Ha vinto il Drago ed io festeggio (“chi vince fa festa e chi perde va a letto“), ma è stato un po’ surreale e fin troppo complesso. Non tutto il male però potrebbe essere venuto insieme per nuocere. Ora tocca ai senesi.

 

Quello corso ieri a Siena (e vinto con mio grande giubilo dalla contrada del Drago, ma questo è un fatto personale) è un Palio incommentabile. Non solo per la particolarità delle circostanze e per il suo svolgimento, che credo abbia pochi precedenti, ma soprattutto per la complessità delle situazioni, in parte inedite, che vi si sono intrecciate. Situazioni che però potrebbero ripetersi in futuro e che devono costituire un elemento di riflessione.

E’ stato un Palio surreale, come sospeso. Pieno di cautele anche politiche e mediatiche, tattico sotto ogni punto di vista, compreso quello della gestione, che – al di là di chi vince, perchè al Palio chi vince ha comunque ragione e gli altri vanno a letto – ha comprensibilmente innervosito i senesi, sconcertato i non senesi e rivelato tutta l’intrinseca fragilità di una festa che è e rimane, per fortuna, fuori da ogni mainstream. Quindi, come tale, meravigliosamente eretica.

Una festa che è per sua natura composita ma monolitica. E non può abdicare alle sue logiche consolidate. E’ insomma un meccanismo tanto esteriormente inossidabile quanto invece delicatissimo: basta un granello a mandarlo in briciole.

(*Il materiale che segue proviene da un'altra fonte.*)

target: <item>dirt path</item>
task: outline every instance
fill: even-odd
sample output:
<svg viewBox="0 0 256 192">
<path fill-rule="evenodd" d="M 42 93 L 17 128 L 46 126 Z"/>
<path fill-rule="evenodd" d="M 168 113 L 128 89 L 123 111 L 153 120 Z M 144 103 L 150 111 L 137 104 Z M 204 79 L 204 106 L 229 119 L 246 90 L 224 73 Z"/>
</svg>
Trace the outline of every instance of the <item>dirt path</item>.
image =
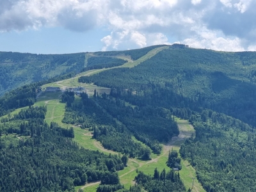
<svg viewBox="0 0 256 192">
<path fill-rule="evenodd" d="M 178 123 L 178 127 L 179 127 L 179 130 L 180 131 L 180 134 L 177 136 L 174 136 L 172 138 L 171 141 L 170 141 L 168 143 L 163 145 L 163 154 L 160 156 L 158 156 L 157 157 L 152 159 L 148 161 L 147 161 L 145 163 L 139 163 L 137 161 L 136 161 L 134 159 L 132 158 L 129 158 L 129 161 L 133 161 L 135 163 L 137 163 L 139 166 L 138 168 L 134 168 L 129 170 L 128 172 L 126 172 L 124 173 L 122 175 L 120 175 L 119 177 L 123 177 L 124 176 L 128 175 L 129 173 L 135 171 L 137 168 L 140 168 L 145 164 L 148 164 L 150 163 L 155 163 L 157 161 L 157 159 L 161 158 L 161 157 L 166 156 L 167 153 L 169 152 L 170 150 L 172 150 L 172 148 L 177 147 L 177 146 L 180 146 L 180 144 L 183 143 L 187 138 L 189 138 L 192 134 L 194 132 L 194 129 L 193 127 L 191 125 L 188 124 L 188 121 L 184 120 L 180 120 L 180 119 L 177 119 L 177 123 Z M 95 146 L 98 148 L 99 150 L 109 152 L 111 154 L 117 154 L 117 152 L 107 150 L 104 148 L 102 145 L 99 142 L 95 141 L 94 142 Z M 89 183 L 86 184 L 85 186 L 83 186 L 81 189 L 84 189 L 86 188 L 88 188 L 89 186 L 92 186 L 93 185 L 97 185 L 100 184 L 100 182 L 93 182 L 93 183 Z M 194 188 L 195 191 L 199 191 L 196 189 L 195 188 Z"/>
</svg>

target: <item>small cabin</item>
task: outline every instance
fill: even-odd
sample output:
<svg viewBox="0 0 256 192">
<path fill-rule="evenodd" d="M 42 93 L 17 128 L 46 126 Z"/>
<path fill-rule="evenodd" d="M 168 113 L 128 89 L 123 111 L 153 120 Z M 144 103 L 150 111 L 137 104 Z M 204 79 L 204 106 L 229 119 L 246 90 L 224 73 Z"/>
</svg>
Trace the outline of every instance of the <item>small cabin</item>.
<svg viewBox="0 0 256 192">
<path fill-rule="evenodd" d="M 45 92 L 56 92 L 60 91 L 60 88 L 58 86 L 48 86 L 45 89 Z"/>
</svg>

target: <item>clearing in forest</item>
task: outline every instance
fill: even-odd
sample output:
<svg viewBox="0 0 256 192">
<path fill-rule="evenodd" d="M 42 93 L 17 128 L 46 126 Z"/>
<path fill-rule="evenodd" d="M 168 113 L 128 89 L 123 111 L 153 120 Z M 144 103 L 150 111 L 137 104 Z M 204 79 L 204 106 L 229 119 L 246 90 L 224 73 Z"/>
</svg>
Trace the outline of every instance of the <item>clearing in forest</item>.
<svg viewBox="0 0 256 192">
<path fill-rule="evenodd" d="M 45 84 L 42 87 L 59 86 L 64 89 L 66 87 L 80 86 L 82 87 L 86 87 L 87 92 L 89 92 L 88 93 L 89 93 L 89 95 L 92 95 L 94 89 L 96 89 L 98 92 L 98 90 L 100 89 L 106 91 L 108 88 L 97 87 L 93 84 L 79 83 L 77 81 L 79 77 L 83 76 L 91 76 L 113 68 L 134 67 L 168 47 L 168 46 L 163 46 L 154 49 L 149 51 L 141 58 L 134 61 L 129 61 L 122 66 L 88 70 L 77 74 L 74 77 Z M 92 93 L 89 91 L 90 90 Z M 40 95 L 38 99 L 38 102 L 35 104 L 36 106 L 46 105 L 47 106 L 47 112 L 45 118 L 47 122 L 50 124 L 51 121 L 54 121 L 63 127 L 73 126 L 75 134 L 74 140 L 84 148 L 91 150 L 99 150 L 106 154 L 118 154 L 115 152 L 104 148 L 100 142 L 92 139 L 92 132 L 88 129 L 81 129 L 79 127 L 74 127 L 72 125 L 67 125 L 61 122 L 61 120 L 64 116 L 65 104 L 59 102 L 59 97 L 61 93 L 60 92 L 59 94 L 55 93 L 55 95 L 54 93 L 43 94 L 42 95 Z M 76 97 L 76 99 L 78 99 L 78 98 Z M 180 145 L 184 142 L 186 139 L 190 137 L 191 134 L 195 132 L 193 127 L 187 120 L 179 118 L 176 118 L 176 120 L 178 123 L 180 134 L 178 136 L 173 137 L 170 142 L 163 144 L 164 150 L 160 156 L 152 154 L 152 159 L 150 161 L 141 161 L 137 159 L 129 158 L 128 166 L 125 168 L 124 170 L 118 172 L 120 182 L 125 186 L 125 188 L 129 189 L 131 185 L 134 184 L 134 179 L 137 175 L 136 172 L 136 169 L 143 172 L 146 174 L 152 174 L 156 168 L 157 168 L 159 171 L 161 171 L 163 168 L 165 168 L 166 170 L 170 169 L 166 163 L 168 160 L 169 151 L 172 148 L 179 150 Z M 185 160 L 182 160 L 181 164 L 182 169 L 179 171 L 180 177 L 184 182 L 186 189 L 188 189 L 188 188 L 192 188 L 193 178 L 195 178 L 192 191 L 205 191 L 196 179 L 195 170 Z M 84 186 L 77 186 L 76 188 L 76 190 L 77 191 L 79 189 L 81 188 L 84 189 L 84 191 L 95 191 L 99 183 L 99 182 L 97 182 L 86 184 Z"/>
</svg>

E ieri di granelli insidiosi, vecchi e nuovi, nell’aria ne aleggiavano parecchi: la lunga sosta dovuta al covid, fonte di nervosismo organizzativo e di ansia contradaiola, i fari puntati degli animalisti e delle cosiddette “nuove sensibilità“, un mossiere nuovo, subentrato per necessità e quindi inesperto (fare il vice per lungo tempo è ben diverso che essere in prima linea sul verrocchio e si è visto), le infinite incognite, ognuna in parte indipendente dalle altre, legate alle strategie di contrade, fantini, proprietari dei cavalli e capitani che li scelgono, in una spirale così articolata e intrecciata che è impossibile da spiegare compiutamente a chi non la coglie “a pelle” e ai non addetti ai lavori.

Spirale che ha però generato (e continuerà a generare: il 16 agosto si ricorre!) un’esplosione di sentimenti contrastanti e di questioni urgenti, bisognose di soluzioni rapide ma ponderate.

Chiariamo una cosa: giudicare il Palio, sotto tutti gli aspetti, in base alle trasmissioni tv è impossibile perfino per gli esperti e i contradaioli, figuriamoci per i profani. Ed è impossibile poterlo giudicare a priori, senza toccarlo con mano dal di dentro. Figuriamoci senza sapere o per sentito dire.

Detto questo, parlare del Palio del 2 luglio 2022 (vittoria a parte, come ho detto) è difficile anche per me, che dal vero e da ogni posizione ne ho visti almeno un centinaio e lo conosco bene.

Ci sarebbero troppi dettagli da analizzare uno per uno, ognuno indispensabile per mettere insieme un mosaico immenso.

Alla fine – è paradossale, lo so – potrebbe essere un Palio che, scontentando tutti, accontenta tutti: nessun cavallo si è fatto seriamente male, quelli infortunati sono stati ritirati senza gravi conseguenze, disinnescando sul nascere le polemiche animaliste, il fantino del Bruco Stefano Piras detto Scangeo, caduto alla quinta mossa falsa, se l’è cavata con un malanno non grave alla spalla, nella piazza si sono registrati solo tre lievi malori nonostante i 36°, nessun grosso scontro tra i contradaioli, enorme delusione e  rabbia per le quattro contrade escluse, che però possono sperare di rifarsi nel non lontano Palio dell’Assunta.

Ecco, appunto.

Per il 16 agosto è necessario che, con un collettivo sforzo di metabolizzazione, tutti i problemi e tutte le questioni emersi in un sol botto ieri vengano almeno in parte riassorbiti o ricondotti a ragione: scelte dei cavalli, politiche dirigenziali, riequilibrio dei poteri e sovraesposizione mediatica.

Scommessa impossibile, forse, ma sfida a dir poco necessaria.